1 of 5 | U.S. Sen. Ted Cruz R-Texas, Cruz calls the limitation on how much candidates can be repaid for loans they make to their campaigns a violation of his First Amendment right to free speech. File Photo by Ken Cedeno/UPI | License Photo
WASHINGTON, Jan. 19 (UPI) -- The U.S. Supreme Court heard oral arguments Wednesday in a case brought by Sen.
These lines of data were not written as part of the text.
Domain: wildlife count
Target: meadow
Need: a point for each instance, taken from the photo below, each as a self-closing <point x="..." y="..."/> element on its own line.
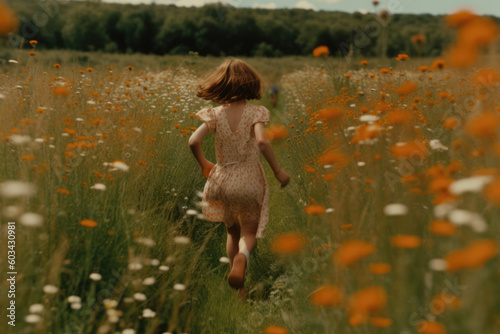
<point x="388" y="225"/>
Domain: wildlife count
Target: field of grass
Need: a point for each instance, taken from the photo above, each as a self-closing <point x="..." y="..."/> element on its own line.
<point x="388" y="225"/>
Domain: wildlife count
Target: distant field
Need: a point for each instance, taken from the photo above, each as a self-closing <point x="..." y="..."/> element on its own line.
<point x="389" y="223"/>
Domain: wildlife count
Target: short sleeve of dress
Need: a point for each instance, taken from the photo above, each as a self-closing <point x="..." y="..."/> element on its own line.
<point x="261" y="114"/>
<point x="207" y="115"/>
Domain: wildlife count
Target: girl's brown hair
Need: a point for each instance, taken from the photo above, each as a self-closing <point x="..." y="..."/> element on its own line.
<point x="232" y="81"/>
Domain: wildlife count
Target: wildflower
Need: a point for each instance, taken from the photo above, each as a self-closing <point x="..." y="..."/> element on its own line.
<point x="289" y="243"/>
<point x="314" y="209"/>
<point x="321" y="51"/>
<point x="407" y="88"/>
<point x="460" y="18"/>
<point x="438" y="64"/>
<point x="50" y="289"/>
<point x="395" y="209"/>
<point x="31" y="219"/>
<point x="15" y="189"/>
<point x="386" y="71"/>
<point x="88" y="223"/>
<point x="276" y="132"/>
<point x="327" y="295"/>
<point x="380" y="322"/>
<point x="120" y="165"/>
<point x="442" y="227"/>
<point x="410" y="149"/>
<point x="406" y="241"/>
<point x="352" y="251"/>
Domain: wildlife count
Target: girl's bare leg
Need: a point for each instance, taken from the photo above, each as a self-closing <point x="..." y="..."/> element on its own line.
<point x="233" y="238"/>
<point x="247" y="243"/>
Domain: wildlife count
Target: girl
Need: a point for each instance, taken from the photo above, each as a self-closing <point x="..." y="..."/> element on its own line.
<point x="236" y="190"/>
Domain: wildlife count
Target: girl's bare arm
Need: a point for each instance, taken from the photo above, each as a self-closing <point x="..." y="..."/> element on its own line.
<point x="195" y="146"/>
<point x="267" y="150"/>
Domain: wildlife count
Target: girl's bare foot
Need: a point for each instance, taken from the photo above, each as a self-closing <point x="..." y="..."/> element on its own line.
<point x="242" y="293"/>
<point x="236" y="277"/>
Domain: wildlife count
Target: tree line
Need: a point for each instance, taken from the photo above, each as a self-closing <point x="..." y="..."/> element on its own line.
<point x="221" y="30"/>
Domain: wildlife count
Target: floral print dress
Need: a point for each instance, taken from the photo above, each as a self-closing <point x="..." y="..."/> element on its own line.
<point x="236" y="189"/>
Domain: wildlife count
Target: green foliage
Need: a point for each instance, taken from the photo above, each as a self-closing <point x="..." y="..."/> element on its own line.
<point x="220" y="30"/>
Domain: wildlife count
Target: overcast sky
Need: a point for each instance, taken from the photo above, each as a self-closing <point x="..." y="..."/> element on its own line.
<point x="490" y="7"/>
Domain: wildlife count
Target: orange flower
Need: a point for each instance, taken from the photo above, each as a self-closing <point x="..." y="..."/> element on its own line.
<point x="460" y="18"/>
<point x="8" y="20"/>
<point x="329" y="113"/>
<point x="483" y="126"/>
<point x="275" y="330"/>
<point x="327" y="295"/>
<point x="366" y="301"/>
<point x="406" y="241"/>
<point x="409" y="149"/>
<point x="352" y="251"/>
<point x="492" y="191"/>
<point x="486" y="77"/>
<point x="314" y="209"/>
<point x="380" y="268"/>
<point x="450" y="123"/>
<point x="406" y="88"/>
<point x="442" y="227"/>
<point x="431" y="327"/>
<point x="290" y="243"/>
<point x="60" y="91"/>
<point x="475" y="255"/>
<point x="438" y="64"/>
<point x="380" y="322"/>
<point x="321" y="51"/>
<point x="88" y="223"/>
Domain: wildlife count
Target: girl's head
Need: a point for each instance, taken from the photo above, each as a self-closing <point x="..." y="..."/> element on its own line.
<point x="232" y="81"/>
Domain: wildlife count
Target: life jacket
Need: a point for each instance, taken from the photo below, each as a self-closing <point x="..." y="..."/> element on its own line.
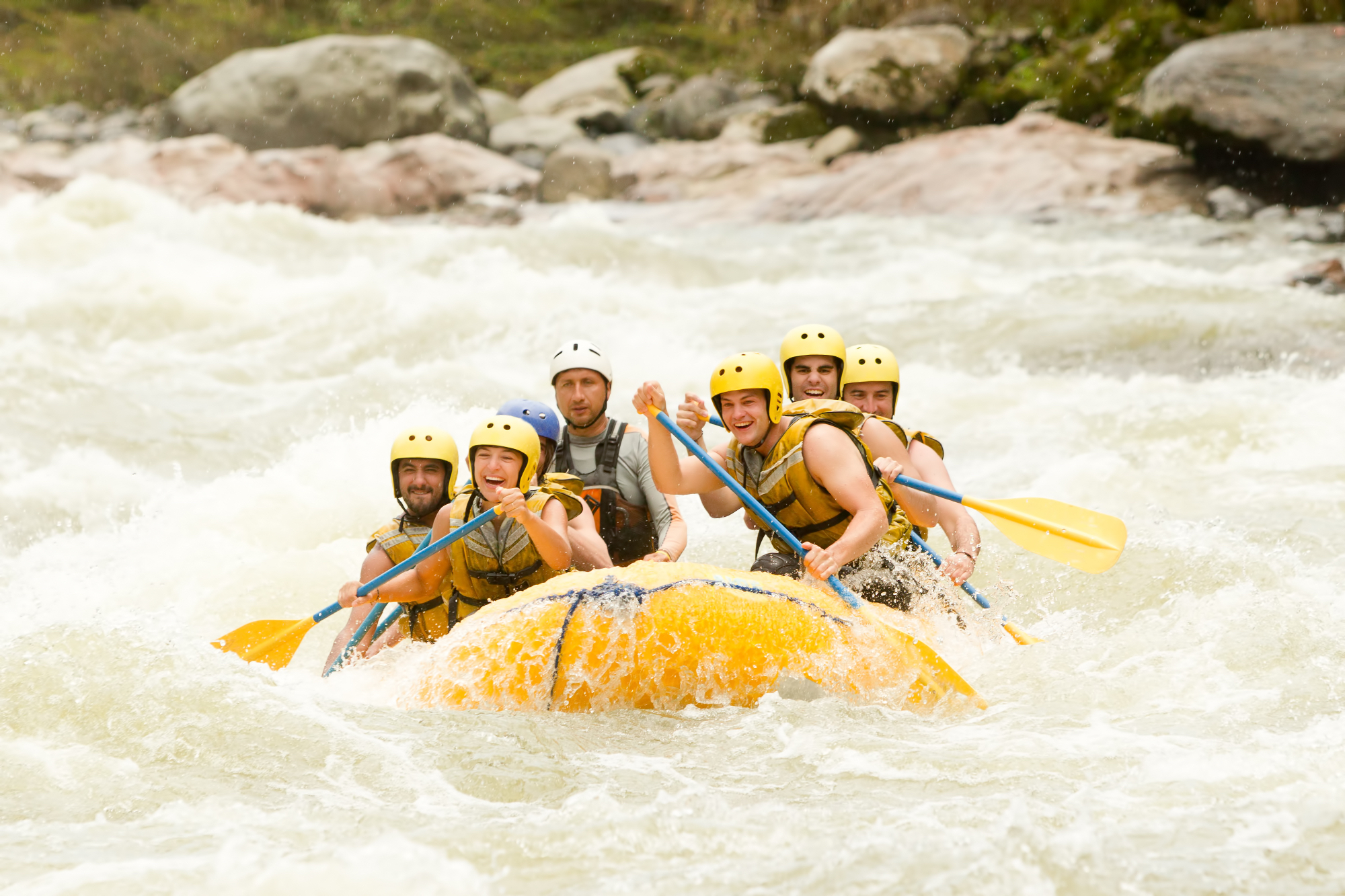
<point x="627" y="529"/>
<point x="494" y="563"/>
<point x="783" y="485"/>
<point x="428" y="620"/>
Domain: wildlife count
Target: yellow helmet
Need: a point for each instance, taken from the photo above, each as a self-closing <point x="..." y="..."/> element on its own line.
<point x="871" y="364"/>
<point x="748" y="370"/>
<point x="812" y="339"/>
<point x="504" y="431"/>
<point x="428" y="443"/>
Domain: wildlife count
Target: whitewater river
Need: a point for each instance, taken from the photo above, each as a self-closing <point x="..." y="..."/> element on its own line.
<point x="197" y="415"/>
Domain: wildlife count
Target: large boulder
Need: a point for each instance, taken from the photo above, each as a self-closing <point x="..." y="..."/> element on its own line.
<point x="338" y="89"/>
<point x="699" y="99"/>
<point x="1281" y="91"/>
<point x="1035" y="163"/>
<point x="890" y="75"/>
<point x="591" y="91"/>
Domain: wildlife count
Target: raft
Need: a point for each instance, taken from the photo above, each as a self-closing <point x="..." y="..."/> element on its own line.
<point x="672" y="635"/>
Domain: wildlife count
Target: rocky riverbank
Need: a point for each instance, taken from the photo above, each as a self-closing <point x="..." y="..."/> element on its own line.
<point x="888" y="122"/>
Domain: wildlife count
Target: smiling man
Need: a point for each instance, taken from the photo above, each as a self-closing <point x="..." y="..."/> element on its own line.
<point x="424" y="463"/>
<point x="812" y="470"/>
<point x="634" y="518"/>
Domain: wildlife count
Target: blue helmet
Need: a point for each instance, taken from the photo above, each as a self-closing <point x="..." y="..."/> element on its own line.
<point x="545" y="421"/>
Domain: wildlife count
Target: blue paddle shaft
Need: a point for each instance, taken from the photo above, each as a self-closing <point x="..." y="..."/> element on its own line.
<point x="753" y="503"/>
<point x="326" y="611"/>
<point x="934" y="490"/>
<point x="392" y="618"/>
<point x="481" y="520"/>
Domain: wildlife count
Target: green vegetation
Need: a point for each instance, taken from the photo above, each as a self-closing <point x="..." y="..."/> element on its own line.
<point x="1083" y="53"/>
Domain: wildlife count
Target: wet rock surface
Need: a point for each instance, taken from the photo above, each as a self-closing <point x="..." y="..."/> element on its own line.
<point x="338" y="89"/>
<point x="387" y="178"/>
Ted Cruz, R-Texas, who is challenging a federal campaign finance law that limits how much candidates can be repaid for loans they make to their political campaigns.
Cruz calls the limitation a violation of his First Amendment right to free speech.
On the day before the 2018 general election in Texas, Cruz loaned his re-election campaign $260,000. Using what the campaign claims were post-election funds, Cruz was repaid $250,000, the maximum that can be made with those funds under the 2002 Bipartisan Campaign Reform Act.
Cruz filed a lawsuit in federal court, challenging the section of the Bipartisan Campaign Reform Act that prevented him from recouping the remaining funds.
A federal appeals court had upheld a lower court ruling in favor of Cruz, and the Federal Election Commission appealed to the Supreme Court, saying politicians should not be allowed to use post-election campaign contributions to repay the pre-election loans they make to their campaigns because it could lead to corruption.
Cruz set up the loan situation as a "deliberate self-infliction of injury for no purpose other than to facilitate litigation," Deputy Solicitor General Malcolm Stewart, representing the FEC, told the justices.
The Cruz campaign's lawyer, Charles Cooper, countered that whether Cruz deliberately engaged in actions to instigate a lawsuit is not relevant.
Cooper compared Cruz to Homer Plessy, who refused to sit in a segregated train car and became the plaintiff in the 1896 Plessy v. Ferguson case, in which the court created the "separate but equal" doctrine.
Chief Justice John Roberts said the court must weigh the First Amendment free speech rights -- in this case, the right of an individual to contribute funds to a political candidate -- against the risk of corruption.
"How do you determine where the risk of corruption arises?" Justice Sonia Sotomayor asked, questioning the $250,000 dollar amount as the limit.
Stewart said there is no need to "probe with a scalpel" what specific cutoff is chosen. He compared the $250,000 figure in this case to the $2,900 individual contribution limit.
He argued that the risk of corruption increases as the loan balance increases. With a limit, "no one donor can say, 'I made you richer than you otherwise would be.' No one donor would have significant leverage over the candidate," Sewart said.
Justice Elena Kagan characterized the current limit as "a restriction on how a candidate can use third parties to finance his speech," not "a restriction on how the candidate finances his own speech" because a candidate "can spend a zillion dollars of his own money if he wants on his campaign."
Other justices challenged whether a corruptive potential exists for the repayment at all. "It's paying a loan, not lining his pockets," Justice Amy Coney Barrett said.